Her answer took me back to July 2007 when I read the ending to “Harry Potter and the Deathly Hollows.” Even though the final chapter left me satisfied as a reader, the thought of not having another Harry Potter tale to read filled me with sadness.
So what is it about the series that made us feel this way? It has everything to do with the characters. And not just one character. All of them. We cared about Harry, Hermione and Ron, of course, but also the Weasley family, Neville, Luna and Cedric. We couldn’t wait for Hagrid to let another secret accidentally slip out. We eagerly turned the pages just to see what sage piece of advice Dumbledore would give. We continually wondered from chapter to chapter and book to book whether Snape was good or bad. We loathed Professor Umbridge and cheered out loud when Molly Weasley ended Bellatrix. Heck, even the creatures and pets in the series hold a special place in our hearts.

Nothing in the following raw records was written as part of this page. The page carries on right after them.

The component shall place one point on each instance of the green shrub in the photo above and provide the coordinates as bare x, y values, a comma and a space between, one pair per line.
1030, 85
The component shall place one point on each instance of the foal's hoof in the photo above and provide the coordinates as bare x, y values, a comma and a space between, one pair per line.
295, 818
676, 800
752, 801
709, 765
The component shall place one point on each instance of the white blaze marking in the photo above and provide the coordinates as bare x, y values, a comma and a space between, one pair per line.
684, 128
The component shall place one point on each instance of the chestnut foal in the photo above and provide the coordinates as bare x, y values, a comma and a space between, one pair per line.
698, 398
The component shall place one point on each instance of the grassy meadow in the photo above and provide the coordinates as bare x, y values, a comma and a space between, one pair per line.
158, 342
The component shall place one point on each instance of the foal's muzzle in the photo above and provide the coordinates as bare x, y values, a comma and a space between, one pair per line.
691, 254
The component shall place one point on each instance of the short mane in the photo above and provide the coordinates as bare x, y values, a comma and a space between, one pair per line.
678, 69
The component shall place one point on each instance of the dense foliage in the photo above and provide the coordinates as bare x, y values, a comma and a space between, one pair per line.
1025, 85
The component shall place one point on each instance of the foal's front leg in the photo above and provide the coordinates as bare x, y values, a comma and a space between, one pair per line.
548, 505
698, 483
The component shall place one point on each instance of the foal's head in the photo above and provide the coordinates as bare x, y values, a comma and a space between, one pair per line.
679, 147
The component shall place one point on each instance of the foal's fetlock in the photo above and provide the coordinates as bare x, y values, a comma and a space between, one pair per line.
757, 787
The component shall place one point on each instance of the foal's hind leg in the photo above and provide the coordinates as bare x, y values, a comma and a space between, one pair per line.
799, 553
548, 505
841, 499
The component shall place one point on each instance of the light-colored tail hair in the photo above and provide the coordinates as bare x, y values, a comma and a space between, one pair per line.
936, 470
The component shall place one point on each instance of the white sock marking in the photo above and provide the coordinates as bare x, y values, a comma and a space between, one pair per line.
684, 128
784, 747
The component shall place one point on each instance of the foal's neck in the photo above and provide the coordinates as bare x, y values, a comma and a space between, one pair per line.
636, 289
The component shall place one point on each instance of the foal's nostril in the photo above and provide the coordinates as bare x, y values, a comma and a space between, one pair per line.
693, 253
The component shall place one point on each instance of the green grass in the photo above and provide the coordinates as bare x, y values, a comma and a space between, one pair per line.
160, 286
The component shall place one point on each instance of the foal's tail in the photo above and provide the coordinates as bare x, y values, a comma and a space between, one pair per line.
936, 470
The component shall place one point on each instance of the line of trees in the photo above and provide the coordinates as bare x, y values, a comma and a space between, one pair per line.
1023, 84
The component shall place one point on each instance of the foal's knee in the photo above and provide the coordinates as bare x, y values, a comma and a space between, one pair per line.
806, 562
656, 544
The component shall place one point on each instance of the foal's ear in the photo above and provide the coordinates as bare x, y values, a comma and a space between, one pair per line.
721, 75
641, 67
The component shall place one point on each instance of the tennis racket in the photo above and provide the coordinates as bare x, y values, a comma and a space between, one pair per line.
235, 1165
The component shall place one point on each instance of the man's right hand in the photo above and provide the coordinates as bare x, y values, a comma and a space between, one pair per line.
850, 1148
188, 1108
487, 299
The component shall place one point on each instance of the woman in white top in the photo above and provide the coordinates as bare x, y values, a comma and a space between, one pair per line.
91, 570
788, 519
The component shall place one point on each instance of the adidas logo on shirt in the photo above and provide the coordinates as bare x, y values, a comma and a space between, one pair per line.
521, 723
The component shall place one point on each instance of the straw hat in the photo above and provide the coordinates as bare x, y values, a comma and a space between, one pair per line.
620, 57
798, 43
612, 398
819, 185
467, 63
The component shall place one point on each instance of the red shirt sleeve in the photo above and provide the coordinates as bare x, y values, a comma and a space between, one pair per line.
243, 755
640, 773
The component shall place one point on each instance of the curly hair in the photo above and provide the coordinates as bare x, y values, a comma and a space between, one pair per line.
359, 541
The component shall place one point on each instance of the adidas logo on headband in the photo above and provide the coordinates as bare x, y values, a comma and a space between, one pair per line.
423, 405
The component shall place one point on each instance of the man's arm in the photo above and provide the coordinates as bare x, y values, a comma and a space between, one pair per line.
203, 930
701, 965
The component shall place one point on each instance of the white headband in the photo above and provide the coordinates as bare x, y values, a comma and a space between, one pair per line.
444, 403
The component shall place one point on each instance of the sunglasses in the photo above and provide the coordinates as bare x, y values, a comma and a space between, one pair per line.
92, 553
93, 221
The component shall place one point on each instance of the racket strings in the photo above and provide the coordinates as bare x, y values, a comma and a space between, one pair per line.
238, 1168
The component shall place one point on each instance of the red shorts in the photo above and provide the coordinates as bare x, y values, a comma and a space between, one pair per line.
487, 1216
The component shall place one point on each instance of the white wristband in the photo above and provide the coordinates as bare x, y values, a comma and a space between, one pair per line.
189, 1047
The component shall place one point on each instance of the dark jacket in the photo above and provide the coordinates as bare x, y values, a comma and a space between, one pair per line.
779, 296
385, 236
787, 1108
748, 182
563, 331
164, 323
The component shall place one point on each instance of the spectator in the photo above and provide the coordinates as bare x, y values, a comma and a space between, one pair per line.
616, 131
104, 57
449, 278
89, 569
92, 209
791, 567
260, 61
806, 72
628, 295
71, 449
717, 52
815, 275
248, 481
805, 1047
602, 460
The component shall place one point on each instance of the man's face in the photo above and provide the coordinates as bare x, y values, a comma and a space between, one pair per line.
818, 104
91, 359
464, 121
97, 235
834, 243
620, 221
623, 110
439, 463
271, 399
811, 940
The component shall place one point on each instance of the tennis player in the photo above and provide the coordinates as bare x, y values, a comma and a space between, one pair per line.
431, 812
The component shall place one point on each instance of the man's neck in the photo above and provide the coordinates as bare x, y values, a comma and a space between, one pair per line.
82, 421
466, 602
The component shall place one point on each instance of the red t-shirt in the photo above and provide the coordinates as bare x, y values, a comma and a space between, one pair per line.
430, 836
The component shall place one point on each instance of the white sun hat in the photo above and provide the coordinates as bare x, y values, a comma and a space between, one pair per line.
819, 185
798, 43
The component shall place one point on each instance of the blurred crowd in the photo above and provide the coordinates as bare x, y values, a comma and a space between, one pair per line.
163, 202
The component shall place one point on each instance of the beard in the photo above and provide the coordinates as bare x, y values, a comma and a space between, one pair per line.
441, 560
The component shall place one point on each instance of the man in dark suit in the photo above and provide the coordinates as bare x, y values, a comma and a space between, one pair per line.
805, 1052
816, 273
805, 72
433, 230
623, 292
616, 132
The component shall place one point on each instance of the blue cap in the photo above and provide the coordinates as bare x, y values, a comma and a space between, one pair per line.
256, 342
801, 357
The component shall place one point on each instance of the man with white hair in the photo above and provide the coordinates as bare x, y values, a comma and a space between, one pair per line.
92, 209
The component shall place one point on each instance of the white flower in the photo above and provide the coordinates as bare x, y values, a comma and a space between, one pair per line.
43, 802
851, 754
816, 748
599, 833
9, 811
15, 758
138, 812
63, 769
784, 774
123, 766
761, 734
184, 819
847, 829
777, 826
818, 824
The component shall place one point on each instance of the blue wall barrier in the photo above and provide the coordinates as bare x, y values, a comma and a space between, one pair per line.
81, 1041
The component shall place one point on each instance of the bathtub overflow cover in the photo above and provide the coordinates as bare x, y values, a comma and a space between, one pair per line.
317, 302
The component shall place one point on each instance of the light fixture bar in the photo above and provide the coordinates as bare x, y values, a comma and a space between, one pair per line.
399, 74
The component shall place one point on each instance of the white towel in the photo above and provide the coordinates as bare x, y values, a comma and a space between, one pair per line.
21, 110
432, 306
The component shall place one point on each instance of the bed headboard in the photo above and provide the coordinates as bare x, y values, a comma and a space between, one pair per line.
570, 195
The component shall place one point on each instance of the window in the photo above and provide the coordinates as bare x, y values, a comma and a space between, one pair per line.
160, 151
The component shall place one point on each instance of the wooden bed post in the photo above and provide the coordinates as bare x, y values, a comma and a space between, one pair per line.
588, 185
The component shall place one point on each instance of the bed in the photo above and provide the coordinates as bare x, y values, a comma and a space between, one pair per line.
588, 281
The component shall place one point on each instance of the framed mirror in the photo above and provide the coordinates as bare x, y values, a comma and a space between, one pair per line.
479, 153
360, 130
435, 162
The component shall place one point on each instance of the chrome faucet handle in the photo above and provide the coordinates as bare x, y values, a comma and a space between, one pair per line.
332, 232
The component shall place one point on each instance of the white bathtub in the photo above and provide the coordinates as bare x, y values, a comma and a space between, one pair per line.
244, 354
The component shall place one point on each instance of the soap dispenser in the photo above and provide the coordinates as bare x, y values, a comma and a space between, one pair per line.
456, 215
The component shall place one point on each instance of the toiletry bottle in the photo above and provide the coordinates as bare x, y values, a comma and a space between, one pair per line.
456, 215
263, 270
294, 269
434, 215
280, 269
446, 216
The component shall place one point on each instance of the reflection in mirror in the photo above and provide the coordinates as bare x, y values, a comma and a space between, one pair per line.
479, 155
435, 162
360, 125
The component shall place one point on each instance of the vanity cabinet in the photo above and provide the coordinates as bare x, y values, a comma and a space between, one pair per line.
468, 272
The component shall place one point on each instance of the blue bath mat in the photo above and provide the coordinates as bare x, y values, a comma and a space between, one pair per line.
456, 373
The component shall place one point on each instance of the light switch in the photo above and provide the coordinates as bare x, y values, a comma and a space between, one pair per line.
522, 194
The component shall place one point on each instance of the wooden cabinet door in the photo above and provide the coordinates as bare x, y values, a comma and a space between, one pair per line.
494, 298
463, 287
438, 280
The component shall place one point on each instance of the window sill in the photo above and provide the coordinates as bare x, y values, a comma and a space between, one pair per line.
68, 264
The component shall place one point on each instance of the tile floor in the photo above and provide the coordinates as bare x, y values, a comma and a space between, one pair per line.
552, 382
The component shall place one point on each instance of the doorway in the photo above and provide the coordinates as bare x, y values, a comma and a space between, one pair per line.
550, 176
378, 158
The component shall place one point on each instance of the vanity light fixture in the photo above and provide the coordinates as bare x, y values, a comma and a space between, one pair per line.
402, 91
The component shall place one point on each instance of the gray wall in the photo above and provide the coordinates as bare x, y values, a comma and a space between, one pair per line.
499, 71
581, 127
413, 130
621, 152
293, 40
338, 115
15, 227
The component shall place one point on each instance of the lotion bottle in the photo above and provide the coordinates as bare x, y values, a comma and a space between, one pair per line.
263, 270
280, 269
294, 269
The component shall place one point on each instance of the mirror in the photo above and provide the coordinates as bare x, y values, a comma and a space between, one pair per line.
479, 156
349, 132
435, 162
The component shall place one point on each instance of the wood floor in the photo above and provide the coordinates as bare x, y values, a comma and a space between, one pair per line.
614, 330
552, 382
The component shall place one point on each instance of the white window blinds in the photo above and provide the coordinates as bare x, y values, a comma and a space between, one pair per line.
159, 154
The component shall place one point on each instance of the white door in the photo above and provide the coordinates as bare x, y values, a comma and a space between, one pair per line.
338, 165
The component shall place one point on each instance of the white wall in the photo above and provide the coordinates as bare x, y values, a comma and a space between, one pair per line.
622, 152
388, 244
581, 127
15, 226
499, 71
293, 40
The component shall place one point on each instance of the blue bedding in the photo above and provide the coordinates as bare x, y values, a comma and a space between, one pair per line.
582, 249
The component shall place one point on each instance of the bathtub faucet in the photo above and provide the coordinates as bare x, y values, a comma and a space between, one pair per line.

J.K. Rowling has an undeniable gift of creating characters that tug at her readers’ heartstrings. It’s one of the many reasons I admire her and re-read her books, hopeful that some of her magic transfers to me. As a writer, there’s so much I can learn from how she crafted her characters. Each and every one served a meaningful purpose in the series. Whether you loved them, pitied them, despised them or wept over them, they all connected with readers in such profound ways.
After my daughter said what she said about the play, I almost didn’t read the new story. Part of me just wanted the original series to be all I ever knew about Harry and his friends. And part of me knew I would reach the ending of the play and be sad that it was over. Again.
But then I did what any Harry Potter fan would do – I opened the book. I couldn’t help myself. That’s the power that well written characters have on readers. I had to see what happens next.